Et d’ajouter qu’il s’agira de renforcer les capacités de la RAN en matière de lutte anti-sous-marine, de défense aérienne et de frappe à longue portée via un équilibre à trouver entre les navires de premier et de second rang.

S’agissant des forces aériennes, la revue stratégique renonce à l’acquisition de bombardiers B-21 Raider auprès des États-Unis, comme cela a été envisagé en août dernier. En revanche, elle recommande de porter les chasseurs-bombardiers F-35A au block 4 [dès que celui-ci sera prêt…] et de moderniser la flotte de F/A-18 Super Hornet. Ces appareils devront être en mesure d’emporter des missiles anti-navire de longue portée [LRASM – Long-Range Anti-Ship Missile] et des missiles de croisière JSM [Joint Strike Missile]. Enfin, l’accent sera mis sur le drone autonome de type « Loyal Wingman », savoir le MQ-28A Ghost Bat, développé par Boeing Australia.

Quant à l’Australian Army, la revue stratégique ne fera pas les affaires du groupe sud-coréen Hanwha Aerospace, qui a investi dans une usine à Grand Geelong [État de Victoria] pour produire les 30 obusiers automoteurs K-9 « Thunder » que lui a commandés Canberra en décembre 2021 [avec 15 véhicules blindés de ravitaillement en munitions K-10, ndlr] pour environ 650 millions d’euros. En effet, celle-ci préconise l’annulation immédiate de la deuxième phase du projet Land 8116 Phase 2 « Protected Mobile Fires » car ces « systèmes ne fournissent pas la portée et la létalité nécessaires ».

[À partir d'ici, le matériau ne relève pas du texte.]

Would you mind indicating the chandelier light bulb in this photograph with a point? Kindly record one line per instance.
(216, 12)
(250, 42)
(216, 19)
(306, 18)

En outre, Hanwha Defence et l’allemand Rheinmetall, tous deux en lice pour remplacer les blindés M113 de l’armée australienne, avec respectivement le K-21 « Redback » et le KF-41 « Lynx ». En effet, la phase 3 du programme Land 400 sera drastiquement réduite, avec l’achat de 129 véhicules au lieu de 450.

La réduction de ce programme et l’annulation du Land 8116 Phase 2 « Protected Mobile Fires » permettront d’accélérer l’acquisition de système d’artilleries M142 HIMARS supplémentaires [20 ont déjà été commandés, ndlr] ainsi que celle d’une capacité de frappe maritime depuis la terre, justifie la revue stratégique australienne.

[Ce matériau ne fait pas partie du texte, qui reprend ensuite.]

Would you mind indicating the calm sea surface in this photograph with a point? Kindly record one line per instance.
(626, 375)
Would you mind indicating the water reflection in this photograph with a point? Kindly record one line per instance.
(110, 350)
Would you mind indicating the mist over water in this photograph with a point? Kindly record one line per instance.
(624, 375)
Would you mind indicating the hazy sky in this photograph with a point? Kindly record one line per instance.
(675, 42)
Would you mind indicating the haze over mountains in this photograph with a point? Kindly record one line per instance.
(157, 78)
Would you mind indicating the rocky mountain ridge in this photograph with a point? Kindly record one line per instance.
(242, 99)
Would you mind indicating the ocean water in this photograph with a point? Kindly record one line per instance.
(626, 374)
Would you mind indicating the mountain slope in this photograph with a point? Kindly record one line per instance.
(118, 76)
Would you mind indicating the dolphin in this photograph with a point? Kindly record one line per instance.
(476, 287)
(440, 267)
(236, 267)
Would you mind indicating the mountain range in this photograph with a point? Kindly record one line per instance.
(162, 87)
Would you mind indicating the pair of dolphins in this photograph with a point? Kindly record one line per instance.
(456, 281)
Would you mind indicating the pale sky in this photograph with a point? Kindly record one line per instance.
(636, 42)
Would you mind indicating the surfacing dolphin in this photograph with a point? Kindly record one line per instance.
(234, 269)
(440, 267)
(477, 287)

« Au terme de ce processus, nous passerons d’une armée australienne dont les armes ont une portée maximale de 40 km, à une capacité de tir de missiles, dans un premier temps, à plus de 300 km, puis, avec l’acquisition du missile de frappe de précision, à des portées supérieures à 500 km », a résumé Pat Conroy, le ministre australien délégué à l’Industrie de Défense.

En novembre 2022, le Premier ministre australien, Anthony Albanese, avait suggéré cette nouvelle approche. « De quels atouts avons-nous besoin pour que chaque dollar améliore notre sécurité nationale? Allons-nous être impliqués dans une guerre terrestre, dans le centre du Queensland? Si oui, vous avez besoin de moyens pour cela. Mais est-ce probable? Eh bien non! », avait-il dit.

Reste que si elle évoque le K-9 Thunder et le successeur du M113, la revue stratégique australienne [du moins, dans sa version publique] ne dit rien au sujet de l’avenir d’autres capacités de combat terrestres, comme les chars Abrams, dont 75 portés au standard M1A2 SEPv3 ont été commandés en janvier 2022.